At that point we felt unsure about almost everything. Had the Mrs. O’Leary story been invented by a reporter? If so, why had Ahern waited until so much later to confess? And which of his confessions was true?

As we continued our research we found (you guessed it!) another helpful periodical source. This one was a scholarly article by Richard Bales, published in the Illinois Historical Journal in 1997. In this article, which later became a book, The Great Chicago Fire and the Myth of Mrs. O’Leary’s Cow, Bales uses evidence from hundreds of periodicals to argue that neither of the Ahern confessions are accurate.

Using an issue of the Chicago Daily Journal printed on the fiftieth anniversary of the fire along with published remembrances of it, Bales argues that local children told the reporter assigned to cover the fire (who, by the way, was not Michael Ahern) that the fire had been started by a cow kicking over a lamp.

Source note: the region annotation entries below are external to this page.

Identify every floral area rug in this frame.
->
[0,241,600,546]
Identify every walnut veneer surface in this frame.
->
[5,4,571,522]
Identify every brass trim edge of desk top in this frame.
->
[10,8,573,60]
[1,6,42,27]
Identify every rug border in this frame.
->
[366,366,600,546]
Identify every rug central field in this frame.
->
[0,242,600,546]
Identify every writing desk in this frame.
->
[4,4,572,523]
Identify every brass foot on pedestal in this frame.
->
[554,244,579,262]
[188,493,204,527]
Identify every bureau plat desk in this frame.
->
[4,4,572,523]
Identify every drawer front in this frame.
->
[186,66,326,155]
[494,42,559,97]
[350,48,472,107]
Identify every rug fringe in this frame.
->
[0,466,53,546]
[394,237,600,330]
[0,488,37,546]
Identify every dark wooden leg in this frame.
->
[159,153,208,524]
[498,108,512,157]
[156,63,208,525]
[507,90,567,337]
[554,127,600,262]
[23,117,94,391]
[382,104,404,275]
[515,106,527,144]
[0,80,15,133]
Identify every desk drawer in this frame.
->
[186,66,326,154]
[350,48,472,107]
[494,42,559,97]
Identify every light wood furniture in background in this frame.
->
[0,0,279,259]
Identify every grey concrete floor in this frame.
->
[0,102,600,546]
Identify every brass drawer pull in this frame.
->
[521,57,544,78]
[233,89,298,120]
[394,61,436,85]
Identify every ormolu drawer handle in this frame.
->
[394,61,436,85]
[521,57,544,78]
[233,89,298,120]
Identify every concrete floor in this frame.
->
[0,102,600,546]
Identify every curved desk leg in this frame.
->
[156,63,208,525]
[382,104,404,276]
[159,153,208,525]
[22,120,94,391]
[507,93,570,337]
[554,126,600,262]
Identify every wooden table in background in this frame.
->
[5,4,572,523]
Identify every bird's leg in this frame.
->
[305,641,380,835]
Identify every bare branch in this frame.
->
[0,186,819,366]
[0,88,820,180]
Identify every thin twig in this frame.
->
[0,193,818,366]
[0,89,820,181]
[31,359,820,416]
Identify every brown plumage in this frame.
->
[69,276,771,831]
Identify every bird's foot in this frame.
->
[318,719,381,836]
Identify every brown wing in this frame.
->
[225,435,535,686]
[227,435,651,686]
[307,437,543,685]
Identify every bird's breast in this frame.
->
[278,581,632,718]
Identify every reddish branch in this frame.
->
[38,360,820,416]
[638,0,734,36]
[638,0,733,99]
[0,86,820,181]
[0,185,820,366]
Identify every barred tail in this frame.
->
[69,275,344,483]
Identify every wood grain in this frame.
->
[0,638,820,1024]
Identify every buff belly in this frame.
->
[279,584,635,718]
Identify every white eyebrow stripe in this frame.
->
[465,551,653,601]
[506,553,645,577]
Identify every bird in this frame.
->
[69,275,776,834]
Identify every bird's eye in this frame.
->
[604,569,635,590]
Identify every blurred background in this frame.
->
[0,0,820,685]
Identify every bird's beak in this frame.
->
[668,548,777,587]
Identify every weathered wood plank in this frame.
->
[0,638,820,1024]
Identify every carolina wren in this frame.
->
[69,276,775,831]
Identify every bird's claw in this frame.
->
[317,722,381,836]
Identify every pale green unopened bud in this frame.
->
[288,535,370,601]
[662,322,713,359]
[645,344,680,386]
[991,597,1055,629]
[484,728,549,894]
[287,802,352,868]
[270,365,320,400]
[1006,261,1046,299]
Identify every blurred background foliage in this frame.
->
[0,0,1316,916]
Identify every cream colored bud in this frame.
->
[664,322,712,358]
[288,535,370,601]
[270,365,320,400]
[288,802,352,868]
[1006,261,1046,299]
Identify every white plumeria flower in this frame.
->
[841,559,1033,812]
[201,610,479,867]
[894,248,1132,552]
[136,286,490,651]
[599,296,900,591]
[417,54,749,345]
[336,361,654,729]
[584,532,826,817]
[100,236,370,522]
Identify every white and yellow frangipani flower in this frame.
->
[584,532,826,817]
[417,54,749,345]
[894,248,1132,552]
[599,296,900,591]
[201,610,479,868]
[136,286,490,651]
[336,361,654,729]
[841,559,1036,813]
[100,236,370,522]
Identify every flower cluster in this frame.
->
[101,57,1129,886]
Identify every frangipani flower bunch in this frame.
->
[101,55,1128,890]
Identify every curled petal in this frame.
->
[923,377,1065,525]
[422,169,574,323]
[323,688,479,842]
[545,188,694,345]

Phew. Exhausted? We were. So, what can this story teach you about how to use periodicals? Here are some ideas:

  • Be cautious about how much you trust any single periodical source, even if it is very near in time and space to the events it describes.
  • Do not stop searching when you have found one source. Compare what you have found in one source to what appears in other sources. Do not make a claim based on any single source without finding support for it elsewhere.
  • Not all of your sources will agree with all of your other sources. This is frustrating, but it can make your search more exciting.
  • When sources disagree, you will have to make some judgments in deciding whom you will believe and why, and then justify these decisions in making your argument.
  • Even if a source is not true, it might still be useful. Even though we cannot verify the popular story of Mrs. O’Leary’s cow, it can still teach us something about history. Since newspaper stories at the time portrayed Mrs. O’Leary as a stereotypical Irish immigrant, you might choose to explain the story’s popularity by connecting it to anti-Irish, anti-Catholic sentiment and anxiety about immigrants. Or you could argue that it is an example of the public’s need to find a scapegoat (or in this case, a scapecow) to explain why bad things happen.